My interpretation is that, if the system does not support P2P, all allocations made with cudaMallocManaged will reside in host memory. Thus, all memory accesses will go over PCIe and the device memory will remain completely unused. This will cripple performance, even if just one GPU is used.
Most consumer cards (e.g., RTX 3060) do not support P2P. Thus, it would be a mistake to use unified memory in systems with multiple consumer GPUs. In this case, one should fall back to manual device allocations with cudaMalloc.
Is the above interpretation and conclusion correct?
Yes, I would say generally that is correct.

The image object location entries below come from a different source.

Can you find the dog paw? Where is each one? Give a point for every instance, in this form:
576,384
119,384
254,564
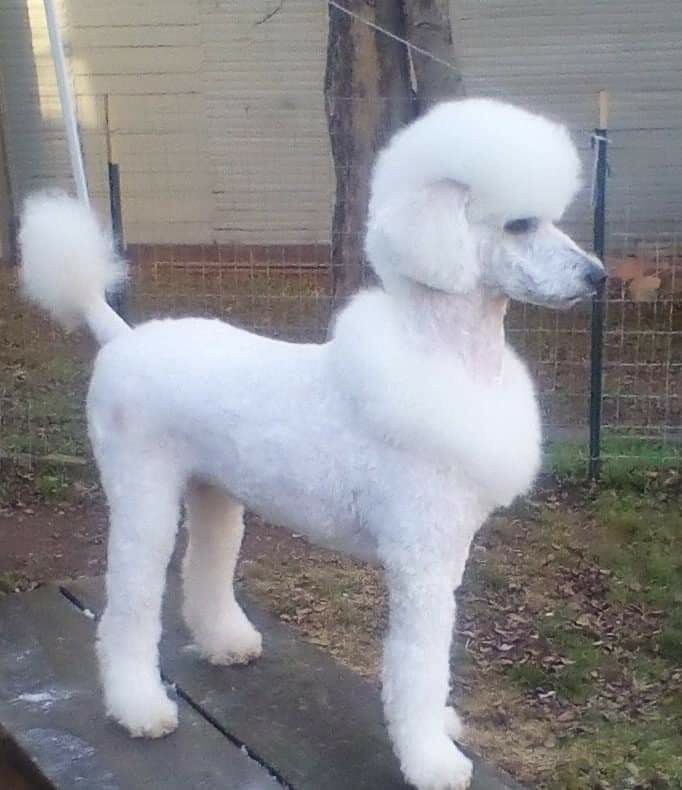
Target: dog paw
146,713
236,643
437,764
453,724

Perhaps a few things to point out:
some consumer cards support P2P. In particular those cards that supported a NVLink bridge do support P2P. Some members of RTX 20 series and RTX 30 series GPUs supported NVLink bridge, and therefore do support P2P when an NVLink bridge is installed (ie. support P2P with the bridged device).
some behavior may be somewhat modifiable with cudaMemAdvise hints. I have not tried it, but cudaMemAdviseReadMostly may allow for migration to a device, as long as the data is being used in a read-only fashion.
UM might still be interesting when non-performance-critical code or data structures are being traversed. For example a doubly-linked list where the traversal of the list guides behavior but is not involved/dominant in performance-critical routines.
Could these limitations be overcome by running a separate process for each GPU?
If at any time the application starts using a GPU that doesn’t have peer-to-peer support with any of the other GPUs that have managed allocations on them, then the driver will migrate all managed allocations to system memory.
My interpretation of the above is that, as long as a given process does not use more than one GPU, unified memory can reside in device memory. Thus, one approach is to run a separate process for each GPU and communicate between the processes on the host. A limitation is that the GPUs cannot communicate with each other directly.
If it were me, I would simply try it, and observe what happens. If I wanted to be certain that the CUDA runtime only had 1 GPU “in view”, I would try to use the CUDA_VISIBLE_DEVICES variable to select that.